Though we were interested in the broad relationship between global dimensionality and flexible activity-based representations, we also focused on differences between the FPN and other networks given our a priori hypothesis of the FPN as a flexible hub network. When comparing the FPN and other networks for each of the two graph-theoretic measures, we found that the FPN had the highest network dimensionality (pairwise t-test for FPN versus other networks, averaged t99=20.12; FDR-corrected p<0.0001) and second highest NPS (pairwise t-test for FPN versus other networks, averaged t99=14.08; FDR-corrected p<0.0001, except for FPN versus ORA FDR-corrected p>0.05). The orbital affective (ORA) network had the highest NPS, but is a poorly defined network, as evidenced by extremely weak within-network FC (Supplementary Figure 1). In addition, it has previously been shown to be a poorly defined network, potentially due to low signal-to-noise ratio19. (In Spronk et al. 2017, the authors showed that the ORA had a network assignment confidence score that was two standard deviations below the mean.) Thus, we found that FPN had consistently high global dimensionality in the form of pattern-separated global connections, which we hypothesized to be a characteristic network property of an integrative, flexible hub network.

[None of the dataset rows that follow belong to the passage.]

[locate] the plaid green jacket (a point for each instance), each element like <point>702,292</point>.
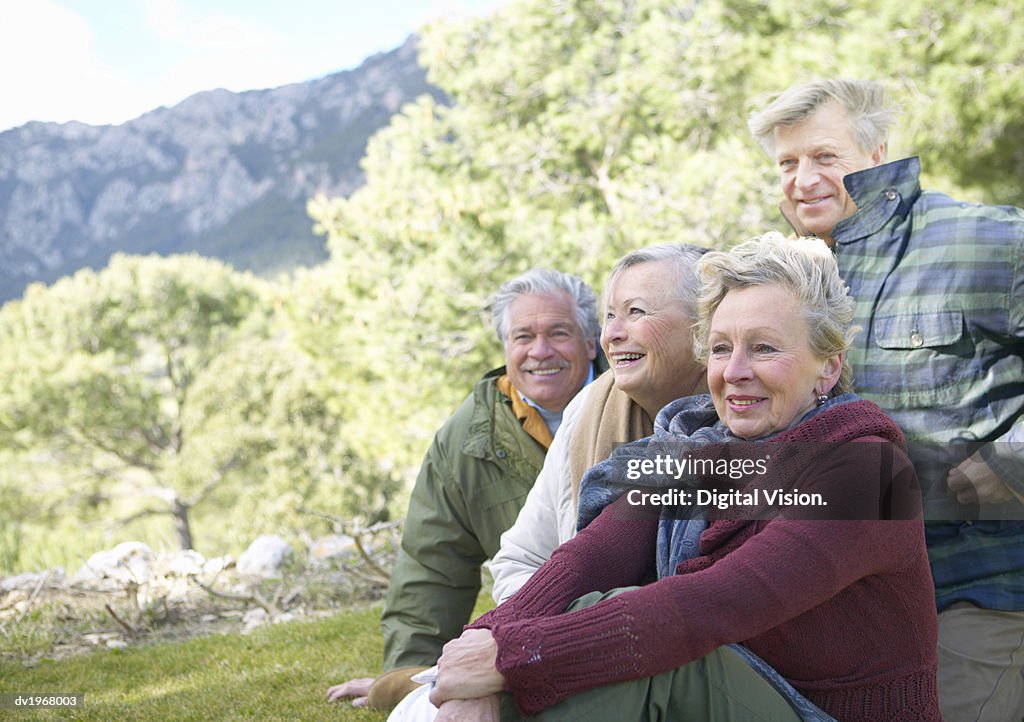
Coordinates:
<point>939,289</point>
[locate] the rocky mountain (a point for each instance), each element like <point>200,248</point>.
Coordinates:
<point>222,174</point>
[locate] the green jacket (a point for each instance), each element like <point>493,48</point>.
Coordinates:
<point>471,486</point>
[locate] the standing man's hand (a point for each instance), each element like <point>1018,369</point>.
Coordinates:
<point>467,668</point>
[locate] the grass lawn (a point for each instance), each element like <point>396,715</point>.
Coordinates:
<point>279,672</point>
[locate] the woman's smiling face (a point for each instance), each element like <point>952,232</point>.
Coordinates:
<point>762,372</point>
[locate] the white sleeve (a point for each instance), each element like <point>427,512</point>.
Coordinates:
<point>548,517</point>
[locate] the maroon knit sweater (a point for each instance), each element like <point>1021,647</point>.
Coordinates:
<point>842,609</point>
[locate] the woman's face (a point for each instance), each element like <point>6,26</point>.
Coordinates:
<point>762,372</point>
<point>647,336</point>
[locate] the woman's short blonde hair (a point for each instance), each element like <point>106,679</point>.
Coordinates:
<point>805,267</point>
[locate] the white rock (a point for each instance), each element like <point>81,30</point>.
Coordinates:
<point>128,561</point>
<point>255,618</point>
<point>264,556</point>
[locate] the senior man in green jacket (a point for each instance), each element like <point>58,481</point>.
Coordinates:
<point>477,473</point>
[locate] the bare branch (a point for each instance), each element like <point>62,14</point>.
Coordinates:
<point>254,598</point>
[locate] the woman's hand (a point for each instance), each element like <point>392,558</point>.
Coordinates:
<point>466,670</point>
<point>482,710</point>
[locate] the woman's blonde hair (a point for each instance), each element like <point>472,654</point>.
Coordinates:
<point>805,267</point>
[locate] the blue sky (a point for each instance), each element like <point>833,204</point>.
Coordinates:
<point>110,60</point>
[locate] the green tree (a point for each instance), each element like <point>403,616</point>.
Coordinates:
<point>97,377</point>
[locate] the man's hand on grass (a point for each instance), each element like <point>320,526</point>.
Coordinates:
<point>357,688</point>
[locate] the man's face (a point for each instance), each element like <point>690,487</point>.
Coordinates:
<point>546,353</point>
<point>813,157</point>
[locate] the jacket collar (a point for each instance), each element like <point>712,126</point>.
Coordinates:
<point>880,193</point>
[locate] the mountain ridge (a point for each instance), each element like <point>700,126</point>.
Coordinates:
<point>225,174</point>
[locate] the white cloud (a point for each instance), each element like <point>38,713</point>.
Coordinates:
<point>217,50</point>
<point>51,68</point>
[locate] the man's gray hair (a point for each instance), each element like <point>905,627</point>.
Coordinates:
<point>803,266</point>
<point>541,282</point>
<point>682,256</point>
<point>864,101</point>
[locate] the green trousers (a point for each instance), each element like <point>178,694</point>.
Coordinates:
<point>719,686</point>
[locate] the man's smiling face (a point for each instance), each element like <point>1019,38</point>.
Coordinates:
<point>547,354</point>
<point>813,156</point>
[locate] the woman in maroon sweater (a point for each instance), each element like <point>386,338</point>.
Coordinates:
<point>823,603</point>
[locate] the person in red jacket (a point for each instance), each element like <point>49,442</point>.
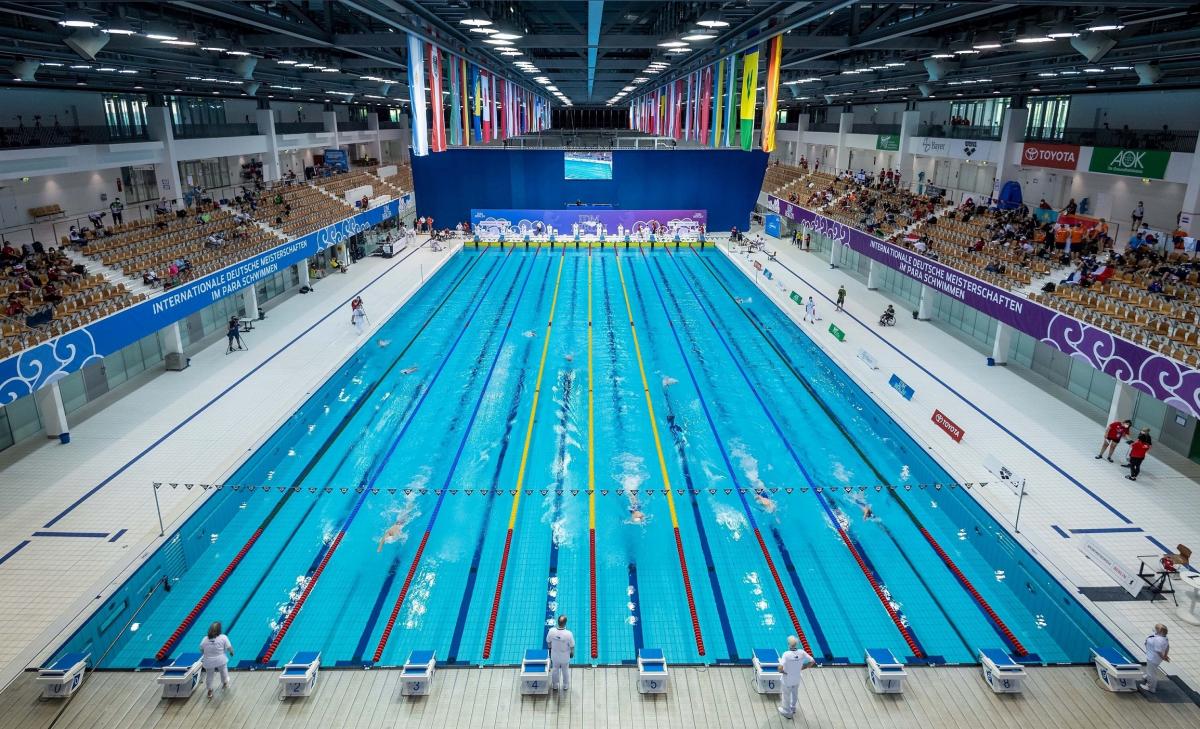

In addition to high global dimensionality, we wanted to ensure that FPN had the basic hub property of high inter-network connectivity. Thus, we computed the participation coefficient for all networks11,20. Using a weighted 2% FC threshold, we found that FPN had a significantly higher participation coefficient relative to the whole-brain average (t99=15.37; FDR-corrected p<0.0001), indicating that the FPN is indeed a hub network. To next assess whether FPN’s connectivity was truly global, we calculated whether FPN had at least one statistically significant functional connection to every other network. (Note, we define functional connection as a statistically significant correlation across all subjects.) Indeed, we found that FPN had at least one statistically significant functional connection to every other network estimated at the group level (significant connections, averaged r=0.13; t99=13.47; FWE-corrected p<0.05). Further, when calculating this statistic for all other networks, we found that almost every network (excluding VIS1, VMM, and PMM) had at least one significant functional connection to every other network (Supplementary Figure 5). This indicates that most networks are hub networks, in the simplistic sense that they have a functional connection to every other network. These findings suggest that simple hub measures alone cannot explain the dimensionality of a network’s global connectivity patterns; instead, the global dimensionality of a network collectively emerges as a function of the differences of node-specific global connectivity patterns, a property not captured by existing network statistics.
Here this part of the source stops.